Дядя Фернандо никогда не ложился спать, не выпив полчашечки кофе, и в тот вечер Лавиния отправила Маринеллу с напитком к нему в спальню. Она не заходила туда со дня, когда произошла та история с Адой, да и тогда не посмотрела на ту сторону кровати, где спал дядя Фернандо. Однако в этот вечер, прежде чем подойти к нему, – он сидел на постели, – Маринелла обратила внимание на прикроватную тумбочку. Там она увидела портрет в рамке из корня – дядя Фернандо, совсем юный, вместе с братом и сестрой. Он стоял прямо, высокий, как береза, с прической как у актеров из старых фильмов, которые нравились Лавинии; рядом стоял дядя Донато, еще без сутаны, в штанах с подтяжками, на орлином носу – очки с толстыми стеклами; у Сельмы – на фото ей было столько же, сколько сейчас Маринелле, или чуть больше – были косы, и она выглядела еще серьезнее, чем когда-либо. Рядом обнаружился маленький снимок – тот же, что и на надгробии бабушки, только здесь Роза была сфотографирована вместе с мужем, оба такие элегантные. Себастьяно Кваранта и дядя Фернандо в молодости были необыкновенно похожи, разве что карточки были разного размера.

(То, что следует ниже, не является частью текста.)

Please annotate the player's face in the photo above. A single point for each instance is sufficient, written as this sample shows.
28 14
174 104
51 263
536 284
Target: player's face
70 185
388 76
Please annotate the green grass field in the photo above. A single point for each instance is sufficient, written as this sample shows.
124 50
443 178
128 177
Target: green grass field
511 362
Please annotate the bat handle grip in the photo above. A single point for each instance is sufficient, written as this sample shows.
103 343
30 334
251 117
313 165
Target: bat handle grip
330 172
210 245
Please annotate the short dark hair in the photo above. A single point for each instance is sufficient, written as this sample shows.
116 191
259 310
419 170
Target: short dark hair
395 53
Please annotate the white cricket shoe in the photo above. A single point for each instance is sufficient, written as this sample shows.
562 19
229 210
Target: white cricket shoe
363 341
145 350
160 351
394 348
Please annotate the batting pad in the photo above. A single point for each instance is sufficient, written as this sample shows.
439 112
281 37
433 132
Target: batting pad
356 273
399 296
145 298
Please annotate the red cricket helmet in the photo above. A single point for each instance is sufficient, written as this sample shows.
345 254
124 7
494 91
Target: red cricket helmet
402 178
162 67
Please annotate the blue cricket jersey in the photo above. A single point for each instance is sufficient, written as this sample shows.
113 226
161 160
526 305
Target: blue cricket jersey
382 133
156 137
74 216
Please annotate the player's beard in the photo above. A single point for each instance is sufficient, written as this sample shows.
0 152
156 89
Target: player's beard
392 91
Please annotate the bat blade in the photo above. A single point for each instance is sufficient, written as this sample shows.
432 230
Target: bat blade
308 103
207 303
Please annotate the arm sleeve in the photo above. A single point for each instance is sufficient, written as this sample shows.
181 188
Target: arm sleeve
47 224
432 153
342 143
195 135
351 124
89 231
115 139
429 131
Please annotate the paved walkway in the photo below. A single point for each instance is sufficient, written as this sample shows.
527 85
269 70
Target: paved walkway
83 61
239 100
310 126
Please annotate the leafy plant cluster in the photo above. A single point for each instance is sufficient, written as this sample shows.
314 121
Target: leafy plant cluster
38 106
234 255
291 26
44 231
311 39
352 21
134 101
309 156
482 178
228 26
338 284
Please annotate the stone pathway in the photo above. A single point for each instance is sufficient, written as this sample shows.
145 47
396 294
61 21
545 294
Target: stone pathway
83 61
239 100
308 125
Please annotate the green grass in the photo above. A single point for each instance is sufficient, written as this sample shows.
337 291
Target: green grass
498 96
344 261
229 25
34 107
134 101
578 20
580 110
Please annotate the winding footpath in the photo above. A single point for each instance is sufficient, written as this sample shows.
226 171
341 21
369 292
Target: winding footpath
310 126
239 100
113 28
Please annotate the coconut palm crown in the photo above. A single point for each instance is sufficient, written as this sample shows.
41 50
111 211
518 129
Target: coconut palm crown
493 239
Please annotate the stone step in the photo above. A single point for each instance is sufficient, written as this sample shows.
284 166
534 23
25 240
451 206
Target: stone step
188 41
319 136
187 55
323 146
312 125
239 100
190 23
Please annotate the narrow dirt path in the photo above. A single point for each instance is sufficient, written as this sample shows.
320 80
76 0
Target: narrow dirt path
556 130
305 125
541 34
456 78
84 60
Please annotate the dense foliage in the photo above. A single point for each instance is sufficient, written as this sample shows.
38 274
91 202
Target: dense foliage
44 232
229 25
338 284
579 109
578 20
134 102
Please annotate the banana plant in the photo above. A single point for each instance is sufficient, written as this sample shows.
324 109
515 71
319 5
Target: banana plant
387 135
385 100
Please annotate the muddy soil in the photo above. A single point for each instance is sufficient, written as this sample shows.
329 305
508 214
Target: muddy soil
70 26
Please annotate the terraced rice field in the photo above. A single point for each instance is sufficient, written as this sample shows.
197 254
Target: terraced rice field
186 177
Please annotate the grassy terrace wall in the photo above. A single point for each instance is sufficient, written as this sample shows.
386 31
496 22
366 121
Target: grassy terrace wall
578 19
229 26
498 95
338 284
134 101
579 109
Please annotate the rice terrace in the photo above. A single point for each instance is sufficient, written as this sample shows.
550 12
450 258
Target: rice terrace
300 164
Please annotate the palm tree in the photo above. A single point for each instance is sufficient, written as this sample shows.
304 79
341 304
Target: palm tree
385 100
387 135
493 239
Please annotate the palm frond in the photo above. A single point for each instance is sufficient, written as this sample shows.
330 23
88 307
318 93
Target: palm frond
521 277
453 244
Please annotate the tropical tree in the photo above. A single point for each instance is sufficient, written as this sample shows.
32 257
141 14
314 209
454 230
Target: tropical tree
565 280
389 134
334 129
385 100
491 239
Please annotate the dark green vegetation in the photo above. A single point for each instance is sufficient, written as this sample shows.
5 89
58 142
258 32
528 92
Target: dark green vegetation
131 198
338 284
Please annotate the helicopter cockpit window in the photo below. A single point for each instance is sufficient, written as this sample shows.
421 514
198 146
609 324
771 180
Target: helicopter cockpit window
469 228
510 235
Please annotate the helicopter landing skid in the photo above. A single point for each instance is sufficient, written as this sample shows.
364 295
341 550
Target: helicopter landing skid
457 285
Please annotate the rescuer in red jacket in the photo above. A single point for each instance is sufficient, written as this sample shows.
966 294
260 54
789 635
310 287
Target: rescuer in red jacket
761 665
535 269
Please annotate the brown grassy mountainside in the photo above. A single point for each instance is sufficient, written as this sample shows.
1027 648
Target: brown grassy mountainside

– Ты помнишь свою бабушку?
Дядя тоже смотрел на фотографии.
– Конечно, помню.
– Была бы ее воля, я бы женился в двадцать лет. Она говорила, что я похож на отца, что я тоже хороший человек. Из тех, что должны заводить детей сразу, иначе никогда их не заведут, а жаль.
– Мамушка всегда хотела всеми командовать. А если кто не делал, как она хотела, начинала дуться.
– Мой отец никогда никем не командовал, потому что ему было наплевать на то, он командует или им командуют. Ему было чем заняться. Он гулял, играл на губной гармошке. Все его любили. – Фернандо указал на фотографии. – Он и правда был замечательным человеком.
Маринелла села на кровать рядом с ним.
– Если бы у меня был сын, я бы назвал его в честь отца. Себастьяно Кваранта. Но я слишком долго ждал, и в конце концов твоя бабушка оказалась права. Во имя всех святых, она всегда и во всем была права.